This invention relates to thermal reactors used in semiconductor wafer processing operations and, more particularly to a system for loading and unloading a wafer.
Semiconductor substrate, or wafers, are typically processed by chemical vapor deposition. Components included in semiconductor processing operations include a reaction chamber which is heated to a desired temperature and is configured to facilitate the controlled flow of a reactant gas, which contains the material to be deposited by thermal reaction onto a wafer. A base, which is commonly referred to in the art as a "susceptor," is usually provided in the reaction chamber for supporting the wafer during chemical vapor deposition. To facilitate automated processing, a robotic arm has been employed to place a wafer on a susceptor and subsequently, after processing, to remove it from the reactor.
Susceptors have evolved considerably during the last ten years, from simple flat platforms, which contributed nothing beyond their physical support to the processing operation, to susceptors provided with mechanisms for rotating the wafer during processing and sophisticated systems for sensing and responding to local temperature differences at the susceptor surface. Further, means for displacing the wafer from the susceptor after processing have been provided to assist in removal of the wafer by the robotic arm. Such innovations in susceptor design have contributed significantly to improved semiconductor quality and uniformity.

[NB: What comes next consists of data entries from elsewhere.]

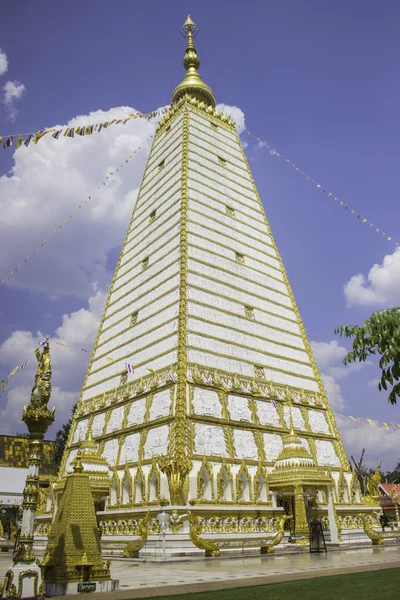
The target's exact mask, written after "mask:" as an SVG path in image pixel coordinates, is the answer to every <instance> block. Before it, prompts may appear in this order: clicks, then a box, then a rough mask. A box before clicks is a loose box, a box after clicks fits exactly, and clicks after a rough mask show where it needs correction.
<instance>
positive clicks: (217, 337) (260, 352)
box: [188, 315, 311, 369]
mask: <svg viewBox="0 0 400 600" xmlns="http://www.w3.org/2000/svg"><path fill="white" fill-rule="evenodd" d="M190 318H191V319H196V320H199V321H204V322H206V323H209V324H210V325H215V326H216V327H224V326H223V325H219V324H218V323H215V322H212V321H206V320H205V319H204V320H203V319H201V318H200V317H194V316H192V315H190ZM224 329H226V330H229V331H238V330H237V329H234V328H232V327H224ZM188 333H192V334H193V335H199V336H201V337H204V338H207V339H210V340H216V341H217V342H223V343H224V344H229V345H232V346H235V347H236V348H241V349H243V350H253V351H254V352H257V353H260V354H263V355H265V356H271V357H273V358H278V359H281V360H286V361H289V362H293V363H296V364H299V365H304V366H306V367H308V368H311V365H310V363H308V362H305V361H303V360H299V359H297V358H290V357H288V356H284V355H282V354H274V353H273V352H268V351H267V350H259V349H257V348H254V347H253V346H246V345H245V344H239V343H237V342H233V341H231V340H229V339H228V338H225V339H223V338H219V337H217V336H215V335H210V334H208V333H204V332H202V331H195V330H193V329H188ZM240 333H243V334H244V335H246V336H250V337H253V338H256V339H259V340H263V341H264V340H265V341H268V342H269V343H271V344H273V343H275V344H276V345H278V346H284V347H287V348H292V346H288V344H279V342H273V341H272V340H268V339H266V338H262V337H261V336H258V335H255V334H252V333H250V332H247V331H241V332H240ZM294 349H295V350H296V351H298V352H299V353H304V354H306V352H305V350H304V349H302V348H294ZM203 352H205V353H206V354H208V350H203ZM307 358H308V357H307ZM236 360H240V359H236ZM264 368H267V369H269V368H270V367H267V366H264ZM271 368H272V367H271Z"/></svg>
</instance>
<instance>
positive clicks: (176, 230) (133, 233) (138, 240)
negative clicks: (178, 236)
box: [121, 211, 180, 263]
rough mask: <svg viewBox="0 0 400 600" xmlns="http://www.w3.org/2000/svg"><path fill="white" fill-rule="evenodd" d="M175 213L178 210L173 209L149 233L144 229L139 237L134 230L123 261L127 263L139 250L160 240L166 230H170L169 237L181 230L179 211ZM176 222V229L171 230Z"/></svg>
mask: <svg viewBox="0 0 400 600" xmlns="http://www.w3.org/2000/svg"><path fill="white" fill-rule="evenodd" d="M175 213H176V211H172V212H171V215H168V218H166V219H163V221H162V223H161V224H160V225H159V226H158V227H157V228H154V229H153V230H150V231H149V232H148V233H147V232H146V231H143V232H142V233H141V234H140V235H139V236H138V237H137V238H136V237H135V235H134V232H133V237H132V239H131V241H130V242H128V244H127V245H126V246H125V250H124V259H123V261H121V262H122V263H125V262H126V261H127V260H128V259H130V258H131V257H132V256H136V255H137V254H138V252H141V251H142V250H143V249H144V248H146V247H147V246H149V245H150V244H152V243H153V242H154V241H158V240H159V239H160V237H162V236H163V234H164V232H168V238H170V237H174V235H176V231H179V229H180V225H179V223H180V220H179V213H178V214H175ZM174 223H175V225H176V231H174V230H172V231H171V227H172V225H173V224H174Z"/></svg>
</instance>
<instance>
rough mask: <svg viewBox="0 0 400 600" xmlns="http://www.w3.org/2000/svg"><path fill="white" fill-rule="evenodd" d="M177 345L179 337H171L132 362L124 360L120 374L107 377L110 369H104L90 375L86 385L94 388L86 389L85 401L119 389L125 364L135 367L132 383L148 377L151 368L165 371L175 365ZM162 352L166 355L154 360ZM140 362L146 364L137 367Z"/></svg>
mask: <svg viewBox="0 0 400 600" xmlns="http://www.w3.org/2000/svg"><path fill="white" fill-rule="evenodd" d="M176 345H177V336H176V335H175V336H171V337H170V338H168V339H167V340H163V342H160V343H158V344H154V346H153V347H152V348H147V349H146V350H143V351H142V352H141V353H140V356H139V357H137V356H135V359H133V358H132V359H131V361H130V360H129V359H126V360H124V361H123V364H122V365H121V366H120V371H119V372H118V373H116V372H115V371H113V372H111V373H110V372H108V374H107V375H105V371H108V369H104V371H99V372H98V373H95V374H94V375H90V376H89V377H88V381H87V384H86V385H87V386H89V385H92V384H93V386H92V387H90V388H89V389H85V391H84V392H83V399H84V400H87V399H88V398H93V396H97V395H99V394H104V392H108V391H110V390H113V389H114V388H116V387H119V385H120V379H121V373H122V372H124V364H125V362H131V363H132V364H133V365H134V366H135V373H134V375H130V376H129V381H130V382H133V381H137V380H138V379H140V378H141V377H145V376H146V375H148V374H149V371H148V369H149V368H150V369H154V370H155V371H156V370H158V369H163V368H166V367H168V366H169V365H172V364H174V363H175V362H176V357H177V352H176ZM162 352H165V354H163V356H159V357H158V358H154V357H155V356H157V355H158V354H161V353H162ZM136 360H137V362H136ZM138 362H143V363H145V364H142V365H141V366H138V365H137V363H138ZM105 377H110V379H107V380H106V381H101V380H102V379H103V378H105ZM89 379H90V381H89ZM96 383H97V385H96Z"/></svg>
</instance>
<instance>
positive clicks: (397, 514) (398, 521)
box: [390, 487, 400, 527]
mask: <svg viewBox="0 0 400 600" xmlns="http://www.w3.org/2000/svg"><path fill="white" fill-rule="evenodd" d="M390 497H391V499H392V502H393V505H394V509H395V511H396V521H397V527H399V521H400V519H399V494H398V493H397V489H396V488H395V487H394V488H392V491H391V493H390Z"/></svg>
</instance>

The means for facilitating wafer displacement from the susceptor surface and transfer to the robotic arm for removal from the reactor, remains problematic in automated semiconductor processing systems. One approach to wafer transfer operations, known in the art, involves using wafer support pins, which move vertically through holes in the susceptor to effect displacement of the wafer from the susceptor surface after processing.
The use of wafer support pins has several important shortcomings. Abrasion of the pins within the holes in the susceptor is caused both by the rotation of the susceptor as well as the different rates of thermal expansion exhibited by the stainless steel or quartz pins and the graphite susceptor. The abrasion results in particles which can contaminate the processing environment and compromise the quality of the processed semiconductor wafer. In addition to abrasion within the holes, marring of the backside of wafers has also been observed due to shrinkage of the hot wafers while supported on the relatively sharp pins. The longer cool down periods required to prevent such wafer damage tends to reduce reactor throughput.
A further problem associated with the use of wafer support pins is the permeation of processing gases through spaces that necessarily exist between the pins and the holes in the susceptor. As a result, the processing gases may deposit on the backsides of the wafers. Moreover, the presence of holes in the susceptor results in temperature non-uniformity both in the susceptor and in the wafer being supported thereon.
One approach taken to improve the pin-based wafer transfer operation is disclosed by U.S. Pat. No. 5,421,893 to Perlov. In that invention, the wafer displacement mechanism employs wafer support pins which are suspended from the susceptor. The use of freely suspended pins, as opposed to earlier pins, which were connected with both the vertical and rotational drive mechanisms, is intended to reduce pin abrasion within the holes in the susceptor during rotation. Further, the Perlov support pins have enlarged frusto-conical heads which fit into complementary depressions countersunk in the upper surface of the susceptor, providing a flat support surface and a sealing means for decreasing the permeation of processing gases to wafer backsides.
Notwithstanding the improvements related to diminished rotational abrasion and backside deposition, Perlov still employs a susceptor with a plurality of holes, which are likely, in view of the prior art, to cause temperature non-uniformities. In addition, contaminating particles are still likely to be generated by abrasion when the support pins slide vertically within the susceptor holes. Finally, shrinking of the hot wafer on support pins may still result in backside scratching. Thus, Perlov fails to resolve several of the most important problems inherent in the use of support pins as a means of separating the processed wafer from the susceptor.
Another approach to wafer transport is disclosed in U.S. Pat. No. 5,080,549 to Goodwin, et al. That invention relates to a wafer handling system which utilizes the Bernoulli Principle to effect contactless pick up of the wafer. Specifically, a robotic arm is adapted to include a plurality of gas outlets in the bottom plate of a pick up wand. The gas outlets radiate outward from a central portion of the wand in such a pattern as to produce an outward flow of gas across the top surface of the wafer. The gas flow creates an area of relatively low pressure between the top surface of the wafer and the bottom surface of the pick up wand, resulting in wafer pick up without physical contact. Unfortunately, while the Bernoulli wand addresses all of the major shortcomings associated with pin-based wafer transfer mechanisms and has some other advantages, it presents a different problem. In order to provide adequate gas flow, the robot arm and pick up wand assembly is too thick to fit between the unprocessed wafers in a standard wafer supply cassette and can stir up particles.
Therefore, the need exists for a mechanism which facilitates wafer loading from standard cassettes as well as unloading from a susceptor without using wafer support pins, thereby reducing particle contamination within the reactor, temperature non-uniformities, and backside damage during hot pick up.